Con toda seguridad el momento más emocionante para quien lleva a cabo estudios universitarios sea la presentación del examen profesional, ese instante único en el cual el graduado pone a prueba los conocimientos acumulados durante los años de formación académica; algo así como conseguir el aval de la sociedad para insertarse en ella a ejercer una actividad productiva. Hoy cumplo veintinueve años de aquel día tan especial en mi vida, y de alguna manera me asombra volver la vista atrás a tanto tiempo de incontables y variadas experiencias para darme cuenta de que recuerdo sólo una mínima parte. Aún cuando cada una de dichas experiencias haya sido trascendental, quisiera traer a la mente mucho más de lo que en este momento logro evocar.
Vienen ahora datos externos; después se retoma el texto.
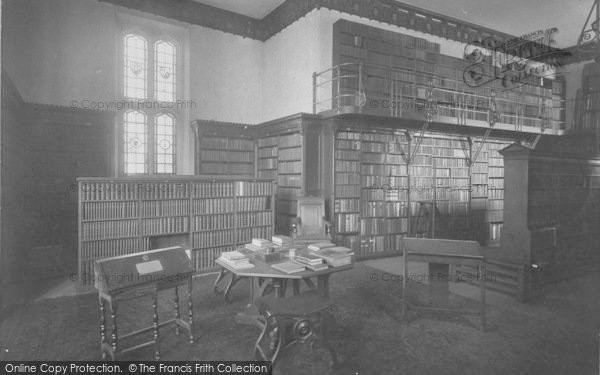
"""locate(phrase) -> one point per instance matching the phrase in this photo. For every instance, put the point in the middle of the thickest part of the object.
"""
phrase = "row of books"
(109, 229)
(226, 143)
(216, 221)
(370, 226)
(220, 168)
(268, 142)
(342, 154)
(346, 222)
(267, 163)
(245, 235)
(109, 210)
(214, 238)
(347, 178)
(175, 224)
(212, 206)
(170, 207)
(253, 203)
(347, 191)
(226, 155)
(236, 260)
(253, 188)
(108, 248)
(289, 140)
(383, 209)
(290, 180)
(254, 219)
(290, 154)
(269, 151)
(109, 191)
(350, 145)
(289, 167)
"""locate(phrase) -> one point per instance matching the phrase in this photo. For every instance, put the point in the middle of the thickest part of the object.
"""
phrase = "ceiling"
(515, 17)
(251, 8)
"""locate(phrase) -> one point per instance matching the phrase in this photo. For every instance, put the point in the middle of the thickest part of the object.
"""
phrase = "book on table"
(320, 245)
(335, 256)
(236, 259)
(317, 267)
(262, 242)
(308, 258)
(233, 255)
(240, 264)
(288, 267)
(280, 239)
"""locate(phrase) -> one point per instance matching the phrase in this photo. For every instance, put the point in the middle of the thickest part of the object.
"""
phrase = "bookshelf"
(552, 196)
(358, 164)
(224, 151)
(389, 73)
(286, 150)
(119, 216)
(373, 188)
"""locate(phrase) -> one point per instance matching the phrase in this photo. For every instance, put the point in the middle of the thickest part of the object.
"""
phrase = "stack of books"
(281, 240)
(320, 245)
(335, 256)
(310, 261)
(236, 260)
(259, 244)
(288, 267)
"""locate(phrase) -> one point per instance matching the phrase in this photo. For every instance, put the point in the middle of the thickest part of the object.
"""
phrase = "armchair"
(309, 225)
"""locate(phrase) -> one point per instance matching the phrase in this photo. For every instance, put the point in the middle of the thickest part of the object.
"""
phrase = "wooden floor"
(554, 334)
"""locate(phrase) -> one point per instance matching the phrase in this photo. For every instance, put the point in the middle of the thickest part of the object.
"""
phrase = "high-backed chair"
(310, 225)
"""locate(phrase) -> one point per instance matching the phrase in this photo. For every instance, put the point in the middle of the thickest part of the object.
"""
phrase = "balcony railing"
(393, 92)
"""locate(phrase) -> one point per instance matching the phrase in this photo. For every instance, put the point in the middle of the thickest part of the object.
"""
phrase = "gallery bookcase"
(395, 70)
(378, 197)
(209, 215)
(357, 163)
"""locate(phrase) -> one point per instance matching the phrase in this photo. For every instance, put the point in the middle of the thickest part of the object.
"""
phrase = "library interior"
(328, 186)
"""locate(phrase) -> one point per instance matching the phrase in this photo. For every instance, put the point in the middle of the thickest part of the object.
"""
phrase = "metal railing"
(396, 92)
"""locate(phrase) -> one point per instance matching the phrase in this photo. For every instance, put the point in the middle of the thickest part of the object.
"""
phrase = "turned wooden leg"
(102, 327)
(323, 285)
(218, 280)
(177, 314)
(155, 325)
(191, 310)
(296, 287)
(115, 338)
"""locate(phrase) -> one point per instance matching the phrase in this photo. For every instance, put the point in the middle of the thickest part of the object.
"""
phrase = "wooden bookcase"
(119, 216)
(552, 196)
(377, 197)
(224, 150)
(286, 150)
(397, 68)
(358, 164)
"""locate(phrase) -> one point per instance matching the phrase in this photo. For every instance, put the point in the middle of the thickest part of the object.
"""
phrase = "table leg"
(404, 282)
(439, 285)
(482, 286)
(191, 309)
(234, 279)
(222, 274)
(177, 314)
(115, 337)
(155, 325)
(310, 284)
(296, 287)
(102, 327)
(323, 285)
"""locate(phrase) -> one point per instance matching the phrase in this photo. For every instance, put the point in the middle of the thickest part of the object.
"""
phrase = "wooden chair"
(310, 225)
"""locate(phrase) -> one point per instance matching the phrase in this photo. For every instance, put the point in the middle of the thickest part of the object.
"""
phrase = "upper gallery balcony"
(532, 105)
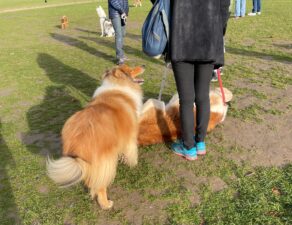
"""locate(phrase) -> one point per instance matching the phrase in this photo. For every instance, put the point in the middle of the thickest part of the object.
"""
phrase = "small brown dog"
(137, 3)
(97, 136)
(160, 123)
(64, 22)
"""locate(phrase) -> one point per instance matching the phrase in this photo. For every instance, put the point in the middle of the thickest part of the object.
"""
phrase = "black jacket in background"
(196, 30)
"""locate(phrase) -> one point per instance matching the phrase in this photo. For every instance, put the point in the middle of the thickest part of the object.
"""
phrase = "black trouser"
(193, 85)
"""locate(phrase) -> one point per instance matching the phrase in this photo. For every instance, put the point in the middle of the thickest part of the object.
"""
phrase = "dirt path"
(43, 6)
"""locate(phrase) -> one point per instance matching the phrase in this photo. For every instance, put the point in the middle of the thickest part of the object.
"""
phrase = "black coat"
(196, 30)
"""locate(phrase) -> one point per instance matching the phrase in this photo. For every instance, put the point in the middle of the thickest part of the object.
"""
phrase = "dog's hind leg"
(131, 153)
(103, 200)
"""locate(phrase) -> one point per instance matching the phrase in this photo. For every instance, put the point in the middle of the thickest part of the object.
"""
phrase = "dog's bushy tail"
(66, 171)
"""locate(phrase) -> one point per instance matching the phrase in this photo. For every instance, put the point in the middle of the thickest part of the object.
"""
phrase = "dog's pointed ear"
(116, 72)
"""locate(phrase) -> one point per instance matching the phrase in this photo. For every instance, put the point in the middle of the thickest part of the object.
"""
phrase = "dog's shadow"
(70, 91)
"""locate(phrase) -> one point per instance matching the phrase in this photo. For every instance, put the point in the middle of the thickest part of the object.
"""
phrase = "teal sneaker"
(201, 148)
(179, 149)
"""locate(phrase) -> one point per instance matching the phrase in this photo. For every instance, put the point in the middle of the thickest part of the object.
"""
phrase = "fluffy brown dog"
(64, 22)
(160, 123)
(95, 137)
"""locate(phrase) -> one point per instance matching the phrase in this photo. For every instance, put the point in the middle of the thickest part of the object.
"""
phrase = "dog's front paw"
(108, 205)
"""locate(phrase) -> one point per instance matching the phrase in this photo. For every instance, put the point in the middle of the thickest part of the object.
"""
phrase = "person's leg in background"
(119, 33)
(203, 73)
(237, 8)
(243, 6)
(184, 78)
(254, 8)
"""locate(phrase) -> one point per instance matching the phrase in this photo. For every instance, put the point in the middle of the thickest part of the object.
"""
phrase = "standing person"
(118, 13)
(256, 10)
(240, 6)
(196, 46)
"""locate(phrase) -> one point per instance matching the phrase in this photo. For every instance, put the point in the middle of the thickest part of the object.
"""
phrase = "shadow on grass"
(79, 44)
(280, 58)
(8, 208)
(71, 88)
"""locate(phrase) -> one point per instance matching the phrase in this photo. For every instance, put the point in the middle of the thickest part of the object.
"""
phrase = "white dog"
(106, 26)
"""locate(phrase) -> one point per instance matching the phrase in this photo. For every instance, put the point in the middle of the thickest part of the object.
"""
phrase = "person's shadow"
(8, 208)
(70, 91)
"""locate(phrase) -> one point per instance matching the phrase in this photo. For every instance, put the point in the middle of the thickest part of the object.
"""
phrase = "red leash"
(221, 86)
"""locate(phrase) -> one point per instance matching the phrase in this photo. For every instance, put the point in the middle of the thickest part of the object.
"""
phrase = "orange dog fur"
(159, 123)
(97, 136)
(64, 22)
(137, 3)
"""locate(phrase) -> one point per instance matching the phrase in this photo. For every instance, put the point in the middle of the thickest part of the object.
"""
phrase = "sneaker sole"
(186, 157)
(201, 152)
(191, 158)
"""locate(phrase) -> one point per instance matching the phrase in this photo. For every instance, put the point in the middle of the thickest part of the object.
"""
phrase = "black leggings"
(193, 85)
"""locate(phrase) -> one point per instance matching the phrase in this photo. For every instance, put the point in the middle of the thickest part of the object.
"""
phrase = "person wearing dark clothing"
(256, 10)
(118, 13)
(196, 47)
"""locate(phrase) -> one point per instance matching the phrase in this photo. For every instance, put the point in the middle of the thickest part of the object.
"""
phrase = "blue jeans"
(240, 7)
(120, 32)
(256, 6)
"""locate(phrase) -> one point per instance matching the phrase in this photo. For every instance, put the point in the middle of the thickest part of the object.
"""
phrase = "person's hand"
(124, 19)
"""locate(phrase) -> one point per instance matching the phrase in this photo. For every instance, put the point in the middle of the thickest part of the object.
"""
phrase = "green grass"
(47, 74)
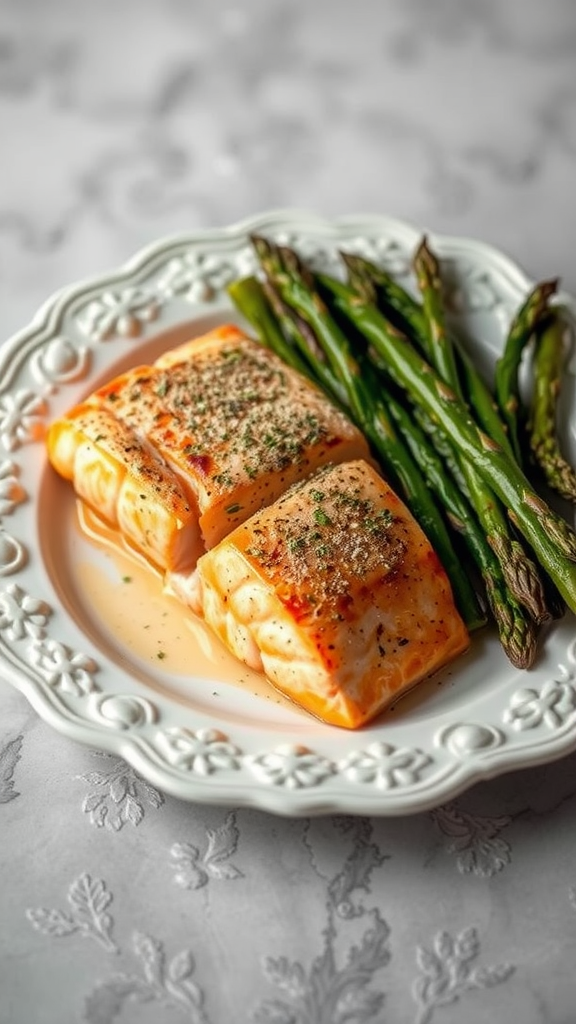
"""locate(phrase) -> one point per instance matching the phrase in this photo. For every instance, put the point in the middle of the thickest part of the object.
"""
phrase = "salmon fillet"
(231, 425)
(335, 593)
(123, 481)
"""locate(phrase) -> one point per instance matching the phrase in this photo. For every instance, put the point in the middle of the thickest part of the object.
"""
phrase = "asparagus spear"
(295, 287)
(548, 358)
(249, 298)
(517, 631)
(549, 536)
(533, 310)
(519, 570)
(405, 312)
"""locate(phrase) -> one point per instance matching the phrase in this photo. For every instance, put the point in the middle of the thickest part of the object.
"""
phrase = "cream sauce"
(146, 619)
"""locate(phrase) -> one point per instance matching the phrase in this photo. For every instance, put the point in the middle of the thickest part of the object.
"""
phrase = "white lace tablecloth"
(121, 123)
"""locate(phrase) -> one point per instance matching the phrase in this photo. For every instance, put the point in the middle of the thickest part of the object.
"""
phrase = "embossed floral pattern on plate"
(208, 741)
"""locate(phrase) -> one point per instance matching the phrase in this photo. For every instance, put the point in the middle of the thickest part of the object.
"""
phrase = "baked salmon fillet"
(335, 594)
(223, 424)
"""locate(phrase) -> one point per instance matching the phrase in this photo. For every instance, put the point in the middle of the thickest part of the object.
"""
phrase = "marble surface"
(121, 123)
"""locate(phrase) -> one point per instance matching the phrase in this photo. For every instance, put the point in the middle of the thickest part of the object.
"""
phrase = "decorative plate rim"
(392, 768)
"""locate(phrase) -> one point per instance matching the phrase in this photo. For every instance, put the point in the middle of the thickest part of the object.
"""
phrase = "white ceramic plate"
(196, 734)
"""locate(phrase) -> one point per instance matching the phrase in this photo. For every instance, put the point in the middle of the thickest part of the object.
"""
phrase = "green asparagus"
(548, 360)
(552, 541)
(506, 374)
(295, 286)
(519, 570)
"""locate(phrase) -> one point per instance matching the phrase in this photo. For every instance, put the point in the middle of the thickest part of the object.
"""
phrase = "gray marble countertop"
(120, 124)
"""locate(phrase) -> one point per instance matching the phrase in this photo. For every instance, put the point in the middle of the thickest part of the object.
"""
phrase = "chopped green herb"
(320, 517)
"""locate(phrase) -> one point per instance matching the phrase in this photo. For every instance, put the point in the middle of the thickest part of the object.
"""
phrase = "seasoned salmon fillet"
(335, 593)
(121, 479)
(231, 424)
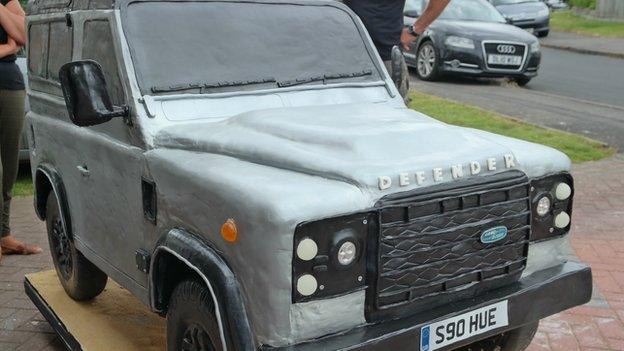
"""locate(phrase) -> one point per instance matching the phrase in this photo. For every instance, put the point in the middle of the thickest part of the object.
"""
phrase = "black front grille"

Lo más grandioso que un joven puede tener es un ideal en el cual depositar todo su ser; uno de los grandes vacíos de nuestros tiempos es precisamente esta carencia de grandes ideales capaces de impulsar al mundo como una gran palanca. Yo tuve la fortuna de contar con diversos modelos cercanos para definir mi vocación, asimismo con maestros que me orientaran. Una mañana mientras mi maestra de Biología de la secundaria nos explicaba el funcionamiento de las cavidades del corazón entendí cuál era mi destino; fue en ese preciso instante cuando supe que debería seguir la carrera de Medicina. Lo que para otras compañeras pudo resultar una clase más, en mi caso particular fue el disparador de una serie de acciones que me colocaron tempranamente dentro de un quirófano para comenzar el aprendizaje sin fin de la Medicina. El primer maestro que tuve fue mi querido tío el Dr. César del Bosque, él me trajo al mundo y ahora él me abría la puerta hacia ese otro mundo, el del hospital. Desde ese momento me encontré muy cómoda en aquel universo de amplios pasillos cuyo peculiar olor a antiséptico desterraría por completo cualquier otro olor; me sentí privilegiada de poder asistir como testigo de primera fila a la lucha entre la enfermedad y el coraje por vivir, lucha que no por cotidiana deja de tener en cada nueva edición una grandeza única. Gocé como lo hago hasta ahora, ese poder zambullirme en el misterio inextricable que representan espíritu y materia; contenido y continente; frontera y espacio. La primera vez que puse mis ojos detrás de la lente mágica de un microscopio electrónico que muestra las partes de la célula como si pudieran tomarse entre las manos, me recuerdo hurgando dentro de ellas para tratar de visualizar el alma; desde aquel día no ha dejado de asombrarme descubrir una y otra vez que el motor absoluto de las obras del hombre vive dentro de billones de minúsculas células que nos conforman, nos definen y nos perpetúan.
Estos veintinueve años constituyen un tiempo muy especial en el cual he aprendido a maravillarme frente a la vida en todas sus manifestaciones; el quehacer médico me ha mantenido rozando día a día el vuelo del ángel de la muerte, para recordar que vida y muerte se corresponden una a la otra de manera invariable, y que la riqueza de la primera será mayor cuanto más grande sea la conciencia de la segunda.
Luego de aquel primer atisbo a lo que a la larga sería mi actividad profesional han pasado muchos maestros; de cada cual he aprendido algo acerca de la vida. La clase de Bioquímica con don Bulmaro Valdez Anaya nos enseñó, a la par que los aminoácidos o las reacciones enzimáticas, nuestra ubicación en el Cosmos; aprendí lo que era una súper-nova o una enana blanca, y entendí que es tanta nuestra pequeñez en el Universo, que tenemos el deber de hacer las cosas bien para ocupar ese espacio histórico que nos corresponde.
Con mi maestro de Anatomía don Jorge Siller aprendí qué es amar el trabajo como lo más sagrado; en la solemnidad del anfiteatro al lado del maestro entendimos que la vida es una sucesión de milagros desde la concepción hasta la muerte. De mi querido mentor y amigo don Carlos Ramírez Valdés aprendí que para ser médico primero hay que ser investigador, ir hasta la intimidad de la célula y entender qué sucede dentro de ella para luego comenzar a entender la Medicina...
Hoy sé que al pie de la cama del paciente es donde más he recibido lecciones de amor a la vida; que ha sido el enfermo en ese generoso abrir de capa su dolor, el que me ha llevado a entender los alcances del espíritu humano. Hoy sé que vivir tan cerca de la enfermedad es estar obligados a exaltar la vida con todo el ser, hasta que el último aliento escape de nuestro cuerpo, y es sabernos bendecidos por ello cada día.